How Could I Trust Again?
I most likely have abandonment issues as I was cheated on in my first relationship and had very few friends or people who showed interest in me in my life during my early years, and really, still to this day. The two friends I did have moved literally to the other side of the country, also when I was young, and basically dropped off and rarely reached out to me after the fact, which made me feel very unimportant to them or anyone else.
I'm a very independent person too, so I tend to just do sh!t on my own without even thinking that it's okay to even think about asking for assistance.
I'm quite clingy and needy because of this and I tend to read into and overthink situations way further or differently then I should and I put their action in a negative light. I can very easily convince myself that my SO has found someone else to fulfill something in their life and that I'm not needed or wanted and it's usually very small things, which doesn't help at all. I am usually pretty terrified that they will cheat emotionally more than anything and form a deeper connection with someone who isn't me and I will be left alone again.
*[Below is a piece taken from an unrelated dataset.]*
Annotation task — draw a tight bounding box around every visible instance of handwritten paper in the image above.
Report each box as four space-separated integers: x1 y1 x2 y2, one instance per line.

I'm also a VERY physical person. Not sexually, just affectionate. If I'm within arms reach, I will touch my SO in one way or another. Even just resting a toe on their ankle is enough. Just for my brain to know they're there and real. It's literally an unconscious thing too. I don't even realize it and then my SO laughs sometimes and is like "You just like to touch me huh?" And I'm like "Yeah, I guess I do."
No Sex Drive
I consider myself grey-asexual. I often could really not care a single bit that sex exists. Sometimes going to the point of being borderline sex repulsed. I can and do enjoy sex but not all the time. This also ties over to me not always being overly affectionate and cuddly. (I have two very needy wonderful clingy partners and this tends to f** with them a bit)
No More Smooches
I can't seem to find anyone I even want to kiss. I'll date someone and when they try to kiss me I cringe away or force myself to get it over with. It's like kissing a brother or something. My relationships can't progress cuz I can't even get past that point. I'm not sure if it's because something is wrong with me or if they're all the wrong people.
All by myself
I grew up moving around a lot, which made me a bit solitary and independent. I love having company and people around, and I'm not antisocial, but I never see it necessary to check up on people or to ask my friends or girlfriends to come over. I grew up only ever seeing friends or girls once a week in high school, so girls I date think I don't want to be with them as much as they want to be with me.